The interesting thing about this is not my going on record with my love for the free-spending Spanish buccaneers Real Madrid – it is that in the course of a sunny summer afternoon in the lobby here I was able to speak to people from very diverse countries and cultures and discover we had a couple of common interests – this hotel and soccer. That is another fascinating element to hotel living – the world comes together here – literally.

Now to the memory lane story – this hotel, the Fairmont Royal York, also very literally, had a profound effect on my development as a movie critic and movie historian.

We had come here, my mother and brother and I, when I was fourteen years old for what is now called a “staycation”. We would enjoy this familiar old hotel, walk around town, go to book stores, that sort of thing. At the time the pay-per-view system of in suite movies was a bit different then – there was a menu on the television with a list of about eight different movies and the times they were playing. You used the remote to select a movie on the screen and pressed the order button – the movie would then come on – if you didn’t time it right it would come on half way through the movie – but you got to watch it over and over for the rest of the show times that day.

On this weekend I noticed that two movies I had been reading about (I already had a rather broad frame reference where movies were concerned, even at that young age) but could not see (at the time they were rated restricted, which meant if you were under 18 you were not admitted). One was Taxi Driver, the other was One Flew Over The Cuckoo’s Nest.

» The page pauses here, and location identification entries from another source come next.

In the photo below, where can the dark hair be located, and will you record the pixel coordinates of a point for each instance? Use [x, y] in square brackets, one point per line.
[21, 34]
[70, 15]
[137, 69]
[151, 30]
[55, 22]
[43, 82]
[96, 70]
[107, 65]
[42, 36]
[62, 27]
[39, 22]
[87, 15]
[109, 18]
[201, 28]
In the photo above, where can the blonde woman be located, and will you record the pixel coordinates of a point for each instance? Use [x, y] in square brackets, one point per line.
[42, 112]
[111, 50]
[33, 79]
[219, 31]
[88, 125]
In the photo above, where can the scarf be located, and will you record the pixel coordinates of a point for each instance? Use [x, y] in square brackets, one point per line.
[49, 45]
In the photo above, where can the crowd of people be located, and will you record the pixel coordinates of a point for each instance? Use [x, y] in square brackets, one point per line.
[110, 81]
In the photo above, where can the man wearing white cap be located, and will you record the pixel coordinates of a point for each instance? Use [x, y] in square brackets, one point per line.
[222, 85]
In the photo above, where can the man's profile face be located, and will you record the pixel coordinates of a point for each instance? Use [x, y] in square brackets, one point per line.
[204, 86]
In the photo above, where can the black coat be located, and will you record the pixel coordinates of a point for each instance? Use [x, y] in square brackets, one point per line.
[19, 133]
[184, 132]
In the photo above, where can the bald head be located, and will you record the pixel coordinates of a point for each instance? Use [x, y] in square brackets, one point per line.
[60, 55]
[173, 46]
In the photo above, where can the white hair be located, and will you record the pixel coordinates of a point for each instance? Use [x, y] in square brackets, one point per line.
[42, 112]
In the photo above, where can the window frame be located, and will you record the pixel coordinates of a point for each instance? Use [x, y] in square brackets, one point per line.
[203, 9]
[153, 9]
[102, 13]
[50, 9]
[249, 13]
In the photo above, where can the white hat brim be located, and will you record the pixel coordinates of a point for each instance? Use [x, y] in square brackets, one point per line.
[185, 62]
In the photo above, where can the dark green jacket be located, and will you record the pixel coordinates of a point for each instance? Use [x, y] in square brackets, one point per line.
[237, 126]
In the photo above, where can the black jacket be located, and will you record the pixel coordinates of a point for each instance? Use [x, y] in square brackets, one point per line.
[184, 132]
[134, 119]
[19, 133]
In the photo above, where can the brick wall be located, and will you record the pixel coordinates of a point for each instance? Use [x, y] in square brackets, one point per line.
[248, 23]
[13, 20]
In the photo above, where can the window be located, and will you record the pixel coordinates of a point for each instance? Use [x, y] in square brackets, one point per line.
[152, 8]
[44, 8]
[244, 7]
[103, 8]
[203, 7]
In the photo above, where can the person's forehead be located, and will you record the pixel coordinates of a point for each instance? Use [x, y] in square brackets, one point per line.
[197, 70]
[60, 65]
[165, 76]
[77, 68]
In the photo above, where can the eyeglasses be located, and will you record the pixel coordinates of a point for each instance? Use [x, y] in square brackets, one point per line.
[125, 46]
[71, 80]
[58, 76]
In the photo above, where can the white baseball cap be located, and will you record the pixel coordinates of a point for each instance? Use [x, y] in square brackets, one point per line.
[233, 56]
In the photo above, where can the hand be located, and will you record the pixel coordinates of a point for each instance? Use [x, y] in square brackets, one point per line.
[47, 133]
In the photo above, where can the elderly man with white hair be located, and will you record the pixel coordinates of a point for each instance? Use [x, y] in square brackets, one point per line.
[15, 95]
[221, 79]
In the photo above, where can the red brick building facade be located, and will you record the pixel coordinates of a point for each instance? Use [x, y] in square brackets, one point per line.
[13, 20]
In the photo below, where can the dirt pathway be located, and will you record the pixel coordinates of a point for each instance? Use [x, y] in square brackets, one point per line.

On the Friday night I ordered up Cuckoo’s Nest and sat in rapt attention as this magnificent film unspooled – I watched it twice in a row and was effected by the power of the writing and the performances against the harshness and bleakness of the setting. The next night I watched Taxi Driver and it freaked me out. The desolation and lurking violence and dread impacted me greatly. When recently teaching a film history course in a film school it struck me that when I was telling the students about those two films, it was my initial impressions of the films from those viewings at the Royal York that were still the way I felt about them.

To conclude with a poignant incident, I had just had dinner in my suite and wanted to go for a bit of a stroll before doing some writing in the evening. I headed down to the lobby and was about to head outside when I was stopped by a young couple.

The woman asked me if I knew the way to Harbourfront – coincidentally I was heading down there for a walk myself so I told them I would walk them there the quick way. As we walked and talked it turned out that they were a young married couple from New Jersey here to relax over the July 4th weekend. She mentioned that they had not been able to share a vacation together in a long time because they had been ‘deployed’.

I asked what that meant, whether they were military or foreign service? It turned out they were both Iraq war veterans – he had been in Kirkuk for 29 months – she in Tikrit for 26 months. I was filled with questions for them on the experience, but could see they were here to get away from all that they had been through – so we walked and just talked about the city and about the Royal York… I thought it best that way.